Of course, I lost a lot of weight - more than 10 kgs, when for a long period I could not sleep or eat because of the acute anxiety. And I thanked Dr Krancos for helping me to sleep and regained my appetite. I had gained 8 kgs within 13 days. Then the increase in weight has levelled and become stable. I weigh around 52 kg now. Only if dr Dileepa has listened and she said she knew all about me because I have been under her care for so long, she knows nothing because she refuses to listen or read my file. Since I left the hospital I have had no problem in sleeping or eating whether I was on meds or not - between February 6 and April 4, I was not on any meds.
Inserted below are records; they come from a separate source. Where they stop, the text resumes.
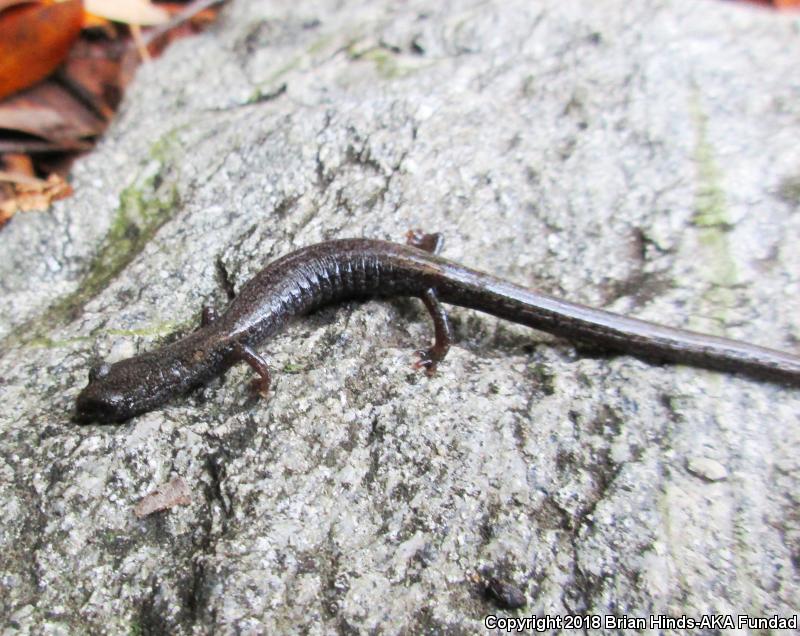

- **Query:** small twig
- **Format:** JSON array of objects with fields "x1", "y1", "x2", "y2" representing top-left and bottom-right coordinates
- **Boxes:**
[
  {"x1": 0, "y1": 170, "x2": 47, "y2": 187},
  {"x1": 130, "y1": 24, "x2": 153, "y2": 62},
  {"x1": 142, "y1": 0, "x2": 224, "y2": 48}
]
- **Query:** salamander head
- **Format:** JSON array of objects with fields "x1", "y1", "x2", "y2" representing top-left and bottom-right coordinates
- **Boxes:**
[{"x1": 74, "y1": 356, "x2": 174, "y2": 424}]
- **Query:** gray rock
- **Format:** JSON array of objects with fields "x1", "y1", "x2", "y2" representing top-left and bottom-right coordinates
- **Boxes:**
[{"x1": 0, "y1": 0, "x2": 800, "y2": 634}]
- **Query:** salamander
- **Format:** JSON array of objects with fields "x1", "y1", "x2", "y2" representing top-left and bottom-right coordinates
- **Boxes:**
[{"x1": 75, "y1": 232, "x2": 800, "y2": 423}]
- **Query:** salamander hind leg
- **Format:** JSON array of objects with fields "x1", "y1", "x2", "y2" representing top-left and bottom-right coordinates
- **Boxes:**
[
  {"x1": 233, "y1": 344, "x2": 272, "y2": 397},
  {"x1": 406, "y1": 230, "x2": 444, "y2": 254},
  {"x1": 414, "y1": 289, "x2": 453, "y2": 376}
]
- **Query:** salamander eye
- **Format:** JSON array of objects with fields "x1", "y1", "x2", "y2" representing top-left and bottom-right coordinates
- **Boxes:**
[{"x1": 89, "y1": 362, "x2": 111, "y2": 382}]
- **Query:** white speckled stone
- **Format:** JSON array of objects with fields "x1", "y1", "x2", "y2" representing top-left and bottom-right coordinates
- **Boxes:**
[{"x1": 0, "y1": 0, "x2": 800, "y2": 634}]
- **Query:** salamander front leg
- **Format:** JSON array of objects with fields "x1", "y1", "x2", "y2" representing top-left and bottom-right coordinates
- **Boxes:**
[
  {"x1": 233, "y1": 343, "x2": 272, "y2": 397},
  {"x1": 200, "y1": 305, "x2": 217, "y2": 327},
  {"x1": 414, "y1": 289, "x2": 453, "y2": 376}
]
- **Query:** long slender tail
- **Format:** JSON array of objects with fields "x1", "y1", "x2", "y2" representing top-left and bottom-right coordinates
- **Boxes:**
[{"x1": 428, "y1": 259, "x2": 800, "y2": 386}]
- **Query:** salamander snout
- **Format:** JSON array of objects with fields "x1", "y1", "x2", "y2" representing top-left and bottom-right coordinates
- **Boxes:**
[
  {"x1": 73, "y1": 363, "x2": 132, "y2": 424},
  {"x1": 74, "y1": 383, "x2": 130, "y2": 424}
]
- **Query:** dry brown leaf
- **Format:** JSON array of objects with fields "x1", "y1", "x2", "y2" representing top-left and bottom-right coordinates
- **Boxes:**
[
  {"x1": 0, "y1": 82, "x2": 106, "y2": 143},
  {"x1": 0, "y1": 0, "x2": 83, "y2": 98},
  {"x1": 83, "y1": 0, "x2": 169, "y2": 26},
  {"x1": 0, "y1": 173, "x2": 72, "y2": 225},
  {"x1": 0, "y1": 0, "x2": 42, "y2": 11},
  {"x1": 133, "y1": 477, "x2": 192, "y2": 518}
]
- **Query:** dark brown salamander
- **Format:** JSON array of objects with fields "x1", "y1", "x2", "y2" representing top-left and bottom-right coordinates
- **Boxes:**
[{"x1": 76, "y1": 233, "x2": 800, "y2": 422}]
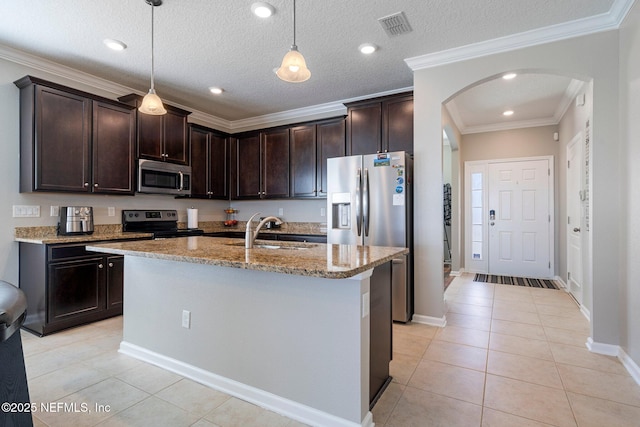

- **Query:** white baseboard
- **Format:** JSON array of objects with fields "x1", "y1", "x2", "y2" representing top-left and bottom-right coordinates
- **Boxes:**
[
  {"x1": 411, "y1": 314, "x2": 447, "y2": 328},
  {"x1": 118, "y1": 341, "x2": 374, "y2": 427},
  {"x1": 587, "y1": 337, "x2": 640, "y2": 385},
  {"x1": 618, "y1": 348, "x2": 640, "y2": 385}
]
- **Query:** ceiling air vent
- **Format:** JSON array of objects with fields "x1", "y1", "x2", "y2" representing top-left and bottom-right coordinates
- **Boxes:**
[{"x1": 378, "y1": 12, "x2": 411, "y2": 36}]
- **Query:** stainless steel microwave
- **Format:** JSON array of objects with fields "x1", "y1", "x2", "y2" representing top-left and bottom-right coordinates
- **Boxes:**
[{"x1": 138, "y1": 159, "x2": 191, "y2": 196}]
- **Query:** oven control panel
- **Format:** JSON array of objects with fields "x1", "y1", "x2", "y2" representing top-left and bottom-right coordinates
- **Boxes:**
[{"x1": 122, "y1": 209, "x2": 178, "y2": 224}]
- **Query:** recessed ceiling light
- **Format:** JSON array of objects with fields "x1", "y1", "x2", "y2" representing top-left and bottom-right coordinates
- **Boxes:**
[
  {"x1": 251, "y1": 1, "x2": 276, "y2": 18},
  {"x1": 102, "y1": 39, "x2": 127, "y2": 51},
  {"x1": 358, "y1": 43, "x2": 378, "y2": 55}
]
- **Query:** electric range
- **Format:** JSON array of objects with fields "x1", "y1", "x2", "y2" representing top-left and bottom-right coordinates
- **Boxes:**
[{"x1": 122, "y1": 209, "x2": 204, "y2": 239}]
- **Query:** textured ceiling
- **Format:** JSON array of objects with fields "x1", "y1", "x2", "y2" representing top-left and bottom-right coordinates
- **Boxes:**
[{"x1": 0, "y1": 0, "x2": 628, "y2": 129}]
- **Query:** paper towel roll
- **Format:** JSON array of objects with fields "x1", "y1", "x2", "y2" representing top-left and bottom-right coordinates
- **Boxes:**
[{"x1": 187, "y1": 208, "x2": 198, "y2": 228}]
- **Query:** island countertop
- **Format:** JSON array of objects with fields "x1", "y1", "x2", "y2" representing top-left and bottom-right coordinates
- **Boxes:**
[{"x1": 86, "y1": 236, "x2": 409, "y2": 279}]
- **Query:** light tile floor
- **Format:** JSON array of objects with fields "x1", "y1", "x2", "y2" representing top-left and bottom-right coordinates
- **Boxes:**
[
  {"x1": 373, "y1": 275, "x2": 640, "y2": 427},
  {"x1": 17, "y1": 275, "x2": 640, "y2": 427}
]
I have no problem socialising nor problem running my business or learning. I am such a positive person, I have talked people out of their death wishes and so far I have not failed one. So you still think that I want to harm myself or having a relapse? All I want now is justice!'


I was looking for a psychiatrist of my choice but was unsuccessful and instead, I was assigned one by the family court. I went to see her this afternoon and the following was the gist of our meeting,


'I have been to see Dr Dipti this afternoon. She acknowledges that I’m stable which I presume that she agrees that I am not having a relapse. However, she still thinks that I should be under the MHA. Her argument is that I can still run my business, I can still study, I could come back from Hong Kong in one piece and I haven’t had falls so I should not focus on the side effects. Just focus on what I want to do. I was frank with her by telling her that since the last injection (May 30) my cramps have not returned and I haven’t suffered from gout (I’m back on Allopurinol today, my blood test done yesterday shows an increase in uric acid). I must make myself clear that I am honest with them, I didn’t pretend to have the side effects when I didn’t just so to make my case stronger. I am not focusing just on the side effects, I’m simply noting the messages my body sends me. And I frankly told her that if I’m not under the MHA I will not take antipsychotic meds so she decided that she would apply to keep me under the MHA. At this point I can see that it is useless for me to argue anymore, so I said ok I agree to that as long as the side effects are not affecting me. Now I just have to see how much will the side effects affect me and are they easing. I will write another presentation for the court hearing stating why I agree to be under the MHA.'


Anne Lai Ping Chan Ho

Published Author @ Anne Lai Ping Chan Ho | Editorial, Creative Writing

1 年

I've prepared the writings on my arguments for the judge and the psychiatrists such that when I see the psychiatrist I don‘t have to repeat and we will have time for me to ask questions and for them to answer my questions which is utmost important if they want to convince me that I need meds. But no, we wasted a lot of time going through what I’ve told them in my writings and in the end my questions remain unanswered. I think what I should do now when seeing my psychiatrist I keep quiet, if they want to learn about me, get to know my actions, my behaviours, my thoughts, they will have to find it on social media - a platform I value, and an audience who will listen. To start with, the fact that I can be much happier now despite all the adversities is because I no longer care what my husband or daughter believe in, especailly my husband, my love for him has dwindled to the point that his views no longer bother me; just let him believe in what he thinks, it no longer affects me.

Keith Morgan

Retired at Inland Revenue

1 年

It's the last paragraph with your comment, "And I frankly told her that if I’m not under the MHA I will not take antipsychotic meds so she decided that she would apply to keep me under the MHA." that will make things tricky for you. You have said you will accept being on the MHA as long as you are not unduly affected by side effects. You need to have assurance that you will get a psychiatrist that does take side effects that you mention into consideration when drugs are prescribed. This is the part of the MHA that needs to be altered to allow your reasonable demands. I wish you every success in the MHA being altered. Otherwise you are left with a special permission being granted to your psychiatrist to do what you want without contravening the current MHA.